Differential analysis of mRNAs and SNPs

The DEGs between control and AS in the GSE73754 and GSE25101 datasets were identified using the LIMMA method (22) based on the t-test where statistical significance was set to |logFC(fold change)| >0.263 and Benjamini and Hochberg adjusted (24) false discovery rate (FDR) <0.05. Hierarchical clustering heatmap illustrating the expression intensity and direction of the common DEGs in two mRNA datasets was constructed using the pheatmap R package (version 1.0.8; http://cran.r-project.org/web/packages/pheatmap) based on Euclidean distance. The differential SNPs were screened by comparing the LRR between AS and controls by using the Student's t-test. The genotype and allele frequencies of SNPs in DEGs between AS and controls were also compared using the Chi-square test (or Fisher's exact test), with P-value <0.05 set as the threshold value.

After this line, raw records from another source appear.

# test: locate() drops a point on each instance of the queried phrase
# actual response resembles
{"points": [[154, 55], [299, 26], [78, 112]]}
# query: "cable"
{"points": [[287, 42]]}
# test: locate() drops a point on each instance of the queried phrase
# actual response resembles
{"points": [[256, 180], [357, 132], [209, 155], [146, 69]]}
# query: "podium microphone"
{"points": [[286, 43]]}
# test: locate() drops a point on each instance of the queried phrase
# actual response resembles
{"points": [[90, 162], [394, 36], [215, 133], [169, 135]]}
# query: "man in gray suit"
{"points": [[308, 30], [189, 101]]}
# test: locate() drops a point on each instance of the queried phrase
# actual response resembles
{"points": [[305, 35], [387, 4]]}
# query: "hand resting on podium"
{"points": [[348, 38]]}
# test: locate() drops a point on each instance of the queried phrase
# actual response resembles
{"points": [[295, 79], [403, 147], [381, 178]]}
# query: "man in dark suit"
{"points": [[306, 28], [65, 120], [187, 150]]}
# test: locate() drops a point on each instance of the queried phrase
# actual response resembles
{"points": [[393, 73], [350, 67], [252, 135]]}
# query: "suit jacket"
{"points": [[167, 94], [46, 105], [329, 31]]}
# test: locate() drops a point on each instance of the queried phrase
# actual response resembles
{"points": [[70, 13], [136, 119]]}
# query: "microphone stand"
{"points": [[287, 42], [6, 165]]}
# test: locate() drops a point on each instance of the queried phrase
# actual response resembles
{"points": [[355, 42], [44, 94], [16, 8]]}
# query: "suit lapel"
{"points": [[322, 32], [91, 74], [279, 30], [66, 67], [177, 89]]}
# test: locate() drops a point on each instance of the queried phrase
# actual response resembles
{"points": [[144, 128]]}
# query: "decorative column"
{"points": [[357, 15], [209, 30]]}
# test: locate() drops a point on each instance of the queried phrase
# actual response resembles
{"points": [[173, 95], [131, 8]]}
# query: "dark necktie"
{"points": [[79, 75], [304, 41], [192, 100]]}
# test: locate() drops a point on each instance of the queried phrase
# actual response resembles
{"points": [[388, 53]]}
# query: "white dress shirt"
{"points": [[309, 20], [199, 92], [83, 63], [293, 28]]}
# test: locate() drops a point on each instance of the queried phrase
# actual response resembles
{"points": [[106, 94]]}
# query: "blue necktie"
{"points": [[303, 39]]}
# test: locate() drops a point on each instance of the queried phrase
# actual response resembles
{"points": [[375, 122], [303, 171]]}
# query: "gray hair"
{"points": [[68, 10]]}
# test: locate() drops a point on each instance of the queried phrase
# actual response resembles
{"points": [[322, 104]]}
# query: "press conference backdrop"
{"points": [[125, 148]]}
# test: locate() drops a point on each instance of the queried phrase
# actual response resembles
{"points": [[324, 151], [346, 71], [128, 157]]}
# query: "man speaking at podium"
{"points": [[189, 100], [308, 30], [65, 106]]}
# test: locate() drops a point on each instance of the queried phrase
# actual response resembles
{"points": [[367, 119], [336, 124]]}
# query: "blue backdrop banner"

PPI (protein-protein interaction) network construction

The interaction pairs of the common DEGs were retrieved from the STRING 10.0 (Search Tool for the Retrieval of Interacting Genes; http://string db.org/) database (25) and then the PPI network was visualized using the Cytoscape software (version 3.6.1; www.cytoscape.org/) (26). Four topological characteristics of the genes in the PPI network, including degree [the number of edges (interactions) of a node (protein)], betweenness centrality (BC, the number of shortest paths that run through a node), closeness centrality (CC, the average length of the shortest paths between one node and any other node in the network) and average path length (APL, the average of distances between all pairs of nodes), were calculated using the CytoNCA plugin in Cytoscape software (http://apps.cytoscape.org/apps/cytonca) (27), the overlapped genes of the top 35 in four parameters were suggested as crucial genes.

To identify functionally related and highly interconnected clusters from the PPI network, module analysis was carried out by using the Molecular Complex Detection (MCODE) plugin of Cytoscape software under the followed parameters: Degree cutoff =2, Node score cutoff =0.2 and K-core =2 (ftp://ftp.mshri.on.ca/pub/BIND/Tools/MCODE) (28).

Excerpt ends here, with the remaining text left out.